Alternative Measurement Method
As previously mentioned, there is an option for small governments (those with fewer than 100 plan members) to determine their OPEB liabilities without hiring an actuary. The tables and procedures to complete this alternative valuation are outlined in Statement 45. Not surprising, several organizations have seized upon the opportunity to offer GASB 45 services to small municipalities by converting these tables and procedures into Web-based applications. For a relatively low fee, that is, less than the cost of hiring an actuary, these services compute the OPEB liabilities based upon inputted demographic data provided for each employee and retiree. The following are Web-based applications for small governments:

Note that this may not be an exhaustive list of Web-based GASB 45 applications for small governments. Additionally, the LGC makes no express or implied endorsement or recommendation regarding the quality and reliability of these services to provide OPEB valuations. Municipalities considering the use of these services should evaluate the vendors as they would any such application.

Funding OPEB Liabilities
Once the actuarial valuation is complete and the municipality has an understanding of the liabilities associated with these retiree benefits, the decision must then be made whether to advance fund the obligations, partially advance fund the obligations, or continue with the current pay-as-you-go method of funding. If the municipality decides to advance fund the benefits, then it needs to decide the mechanism to earmark those funds. OPEB liabilities may be earmarked via a reserve of fund balance, through an expendable trust fund or in a special revenue fund.
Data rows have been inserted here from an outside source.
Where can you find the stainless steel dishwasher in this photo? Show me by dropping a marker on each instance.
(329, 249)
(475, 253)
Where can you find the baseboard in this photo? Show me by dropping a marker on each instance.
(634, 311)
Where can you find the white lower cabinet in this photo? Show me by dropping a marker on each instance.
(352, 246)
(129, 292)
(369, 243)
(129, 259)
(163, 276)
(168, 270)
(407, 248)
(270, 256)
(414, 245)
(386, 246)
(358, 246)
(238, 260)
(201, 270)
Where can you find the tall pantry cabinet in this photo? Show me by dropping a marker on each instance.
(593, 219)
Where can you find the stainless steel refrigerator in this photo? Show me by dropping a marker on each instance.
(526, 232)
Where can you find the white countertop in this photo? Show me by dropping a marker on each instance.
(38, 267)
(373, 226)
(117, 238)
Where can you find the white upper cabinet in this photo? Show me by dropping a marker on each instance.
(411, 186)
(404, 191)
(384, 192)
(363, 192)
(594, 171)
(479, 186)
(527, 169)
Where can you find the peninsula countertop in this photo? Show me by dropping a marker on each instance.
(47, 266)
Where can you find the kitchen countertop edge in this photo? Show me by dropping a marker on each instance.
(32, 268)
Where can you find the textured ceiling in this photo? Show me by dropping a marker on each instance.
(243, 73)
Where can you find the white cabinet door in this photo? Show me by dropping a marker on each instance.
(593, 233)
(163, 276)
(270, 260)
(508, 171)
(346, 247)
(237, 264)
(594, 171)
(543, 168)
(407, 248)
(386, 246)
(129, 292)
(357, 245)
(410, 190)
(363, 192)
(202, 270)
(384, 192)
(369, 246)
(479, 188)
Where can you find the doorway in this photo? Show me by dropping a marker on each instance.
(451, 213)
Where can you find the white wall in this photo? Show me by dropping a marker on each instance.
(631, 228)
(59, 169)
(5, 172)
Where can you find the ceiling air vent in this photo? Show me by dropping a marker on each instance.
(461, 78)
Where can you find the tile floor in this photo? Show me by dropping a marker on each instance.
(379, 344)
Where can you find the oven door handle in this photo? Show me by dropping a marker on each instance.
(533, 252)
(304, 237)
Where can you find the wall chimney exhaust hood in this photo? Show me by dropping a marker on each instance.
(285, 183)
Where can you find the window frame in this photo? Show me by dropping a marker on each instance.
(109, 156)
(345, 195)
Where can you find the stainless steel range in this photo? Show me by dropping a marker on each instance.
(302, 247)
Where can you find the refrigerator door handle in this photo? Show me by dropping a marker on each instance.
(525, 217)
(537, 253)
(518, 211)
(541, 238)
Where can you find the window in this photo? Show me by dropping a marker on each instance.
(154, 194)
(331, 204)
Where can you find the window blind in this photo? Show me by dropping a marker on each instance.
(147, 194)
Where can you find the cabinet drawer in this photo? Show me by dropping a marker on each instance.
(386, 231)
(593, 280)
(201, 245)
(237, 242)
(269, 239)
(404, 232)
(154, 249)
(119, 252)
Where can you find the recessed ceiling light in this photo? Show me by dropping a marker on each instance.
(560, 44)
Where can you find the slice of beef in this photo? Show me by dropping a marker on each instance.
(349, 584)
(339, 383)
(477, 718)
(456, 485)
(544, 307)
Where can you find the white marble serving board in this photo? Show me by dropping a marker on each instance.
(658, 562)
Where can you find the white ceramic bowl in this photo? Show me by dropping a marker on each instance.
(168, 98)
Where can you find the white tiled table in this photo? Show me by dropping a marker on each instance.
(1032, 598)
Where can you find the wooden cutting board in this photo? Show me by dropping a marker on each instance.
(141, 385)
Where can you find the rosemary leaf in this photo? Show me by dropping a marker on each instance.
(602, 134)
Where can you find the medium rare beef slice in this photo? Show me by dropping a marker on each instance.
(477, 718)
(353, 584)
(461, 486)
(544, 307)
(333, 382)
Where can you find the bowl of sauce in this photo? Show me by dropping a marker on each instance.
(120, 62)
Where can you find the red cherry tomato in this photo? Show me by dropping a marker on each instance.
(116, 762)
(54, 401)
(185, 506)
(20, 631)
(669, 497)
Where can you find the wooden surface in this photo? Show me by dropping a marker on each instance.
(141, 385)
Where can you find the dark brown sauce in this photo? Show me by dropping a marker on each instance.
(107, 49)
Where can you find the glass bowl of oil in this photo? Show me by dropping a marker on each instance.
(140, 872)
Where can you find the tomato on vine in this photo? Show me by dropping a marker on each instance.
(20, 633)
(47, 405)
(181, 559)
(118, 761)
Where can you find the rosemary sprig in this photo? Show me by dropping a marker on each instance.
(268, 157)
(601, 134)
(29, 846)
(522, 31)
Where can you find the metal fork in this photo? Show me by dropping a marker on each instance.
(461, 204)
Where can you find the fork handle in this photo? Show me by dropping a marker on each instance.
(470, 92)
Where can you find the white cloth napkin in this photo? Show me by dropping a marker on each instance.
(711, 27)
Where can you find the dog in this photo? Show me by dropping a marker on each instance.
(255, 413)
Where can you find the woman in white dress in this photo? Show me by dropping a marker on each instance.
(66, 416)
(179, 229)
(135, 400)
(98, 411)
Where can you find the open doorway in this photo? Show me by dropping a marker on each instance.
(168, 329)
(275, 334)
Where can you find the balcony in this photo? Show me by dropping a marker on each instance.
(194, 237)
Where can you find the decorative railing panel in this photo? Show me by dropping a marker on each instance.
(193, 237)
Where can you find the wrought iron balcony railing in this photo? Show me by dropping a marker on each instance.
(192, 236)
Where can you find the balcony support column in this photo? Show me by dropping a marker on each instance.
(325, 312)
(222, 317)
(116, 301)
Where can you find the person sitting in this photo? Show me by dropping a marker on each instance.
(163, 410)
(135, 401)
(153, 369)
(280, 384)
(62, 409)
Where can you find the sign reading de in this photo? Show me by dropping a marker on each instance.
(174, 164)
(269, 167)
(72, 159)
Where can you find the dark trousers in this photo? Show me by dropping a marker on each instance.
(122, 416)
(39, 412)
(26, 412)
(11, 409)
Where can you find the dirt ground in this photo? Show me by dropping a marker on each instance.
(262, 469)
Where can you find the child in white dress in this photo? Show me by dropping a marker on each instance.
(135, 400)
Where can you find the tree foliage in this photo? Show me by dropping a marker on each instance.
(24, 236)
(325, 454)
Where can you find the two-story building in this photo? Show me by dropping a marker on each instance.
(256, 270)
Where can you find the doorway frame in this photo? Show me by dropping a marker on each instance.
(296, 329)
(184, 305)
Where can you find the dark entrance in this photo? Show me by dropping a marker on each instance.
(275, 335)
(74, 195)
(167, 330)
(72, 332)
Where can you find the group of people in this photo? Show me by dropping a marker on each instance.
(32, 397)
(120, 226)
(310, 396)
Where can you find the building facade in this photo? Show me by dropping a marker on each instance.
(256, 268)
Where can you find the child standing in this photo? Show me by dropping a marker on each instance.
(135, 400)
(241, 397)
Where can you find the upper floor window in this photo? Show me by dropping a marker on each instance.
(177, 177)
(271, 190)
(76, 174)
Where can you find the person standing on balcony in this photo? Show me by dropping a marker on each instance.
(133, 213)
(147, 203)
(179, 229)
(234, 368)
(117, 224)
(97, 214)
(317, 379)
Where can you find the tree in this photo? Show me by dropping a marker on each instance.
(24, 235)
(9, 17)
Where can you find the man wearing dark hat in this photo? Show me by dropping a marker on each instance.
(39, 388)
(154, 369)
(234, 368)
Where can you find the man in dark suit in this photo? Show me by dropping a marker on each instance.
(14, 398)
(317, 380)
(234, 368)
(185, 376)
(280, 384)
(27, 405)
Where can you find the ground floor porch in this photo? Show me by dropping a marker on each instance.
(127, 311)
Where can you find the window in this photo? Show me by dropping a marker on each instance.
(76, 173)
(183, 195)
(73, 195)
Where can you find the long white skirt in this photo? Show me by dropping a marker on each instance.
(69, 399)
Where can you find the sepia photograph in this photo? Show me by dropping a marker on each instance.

Another option, which is not currently authorized under New Hampshire law, is the establishment of an OPEB trust. An OPEB trust would require enabling legislation, and would be pension-like in terms of administration, governance structure and interest rate assumptions. The primary advantage in establishing an OPEB trust is the high assumed interest rate allowed under GASB regulations. A higher assumed rate of return on investment earnings has a significant impact on the OPEB liabilities. In the case of the State of New Hampshire, pre-funding the liabilities in an OPEB trust with an 8.5 percent results in nearly half the liability of continuing with the pay-as-you-go method with a 4.5 percent interest rate. The dollar difference is a $1.5 billion liability versus a $2.9 billion liability.

One of the primary disadvantages of establishing an OPEB trust is the irrevocable nature of the trust as required under GASB regulations. Some Phase I municipalities in other parts of the country have expressed concerns about the inability to retain flexibility over these trusts in the event that state or national universal healthcare is adopted.

As with the extensive discussions that have already taken place regarding the implementation of GASB 45, it is anticipated that similar discussions regarding the options to fund these benefits will also continue into the future. Overall, however, the GASB seems to have met their goal of “highlighting" the cost associated with retiree benefits, bringing this issue to the forefront of public policy discussions.

Barbara Reid is Government Finance Advisor for New Hampshire Local Government Center’s Legal Services and Government Affairs Department.